In most cases, adjunct professors need a master's degree, but in some cases only require a bachelor's degree and relevant experience. However, over a third have a doctoral degree. In many universities, the title "adjunct professor" (or variations thereof, such as "adjunct associate professor") implies a PhD or other terminal degree; those with a master's or bachelor's degree may receive the title of "adjunct lecturer". In 2018 the American Association of University Professors (AAUP) expressed concern that only a quarter of university positions are tenure-track, with implications for job security and academic freedom. The AAUP analysis determined that 73% of university teaching positions in the United States are non-tenure track.

In Canada, adjunct professors are often nominated in recognition of active involvement with the appointing institution. At the same time, they are employed by the government, industry, a profession, or another institution. The term course lecturer, rather than adjunct, is used if the appointment is strictly to teach one or more courses. In contrast, the US uses this title for all instructors.

Europe 
In Portugal, the designation professor adjunto implies stable full-time employment in a polytechnic university. Notably, in countries such as Argentina and Brazil, a similar designation, professor adjunto, also implies stable employment. The same term used in Argentina and Brazil refers to a non-tenured position in parts of Spain.

In Hungary, there exists a similar term adjunktus, as well as adiunkt in Poland.

In Finland, the Docents' Union of Finland and the Finnish Ministry of Education recommend the term adjunct professor or associate professor in English as a translation of the title of docent. A docentship should be regarded as an educational title not connected with the employment rank as such, rather an assurance of the level of expertise, to enable the person to advance further in their academic career. The rank of a docent entitles scientists to be principal investigators, lead research groups, and act as the supervisors of doctoral students.
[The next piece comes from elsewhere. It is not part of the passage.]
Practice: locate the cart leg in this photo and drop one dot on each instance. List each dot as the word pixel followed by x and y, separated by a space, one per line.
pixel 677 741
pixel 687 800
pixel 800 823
Some universities in The Netherlands have adjunct professors, where the title applies to the highest ranking variant of associate professor, thus having quite a distinct interpretation from the American use of the term.

South Asia 
In Bangladesh, private universities follow the title adjunct professor or adjunct associate professor to imply non-tenure faculty members.

In Pakistan, adjunct (assistant/associate) professors are also considered as non-regular faculty members, and usually, posts are given to Pakistani overseas scientists under a faculty development program.

Southeast Asia and Oceania 
In Australia, the term adjunct is reserved for academics and researchers from outside the university who have a close association with the university, e.g., through supervision of PhD students, recognized by an honorary title reflective of their rank and standing (adjunct lecturer, senior lecturer, associate professor or professor).

In Thailand, adjunct (assistant/associate) professors are considered "non-regular officers".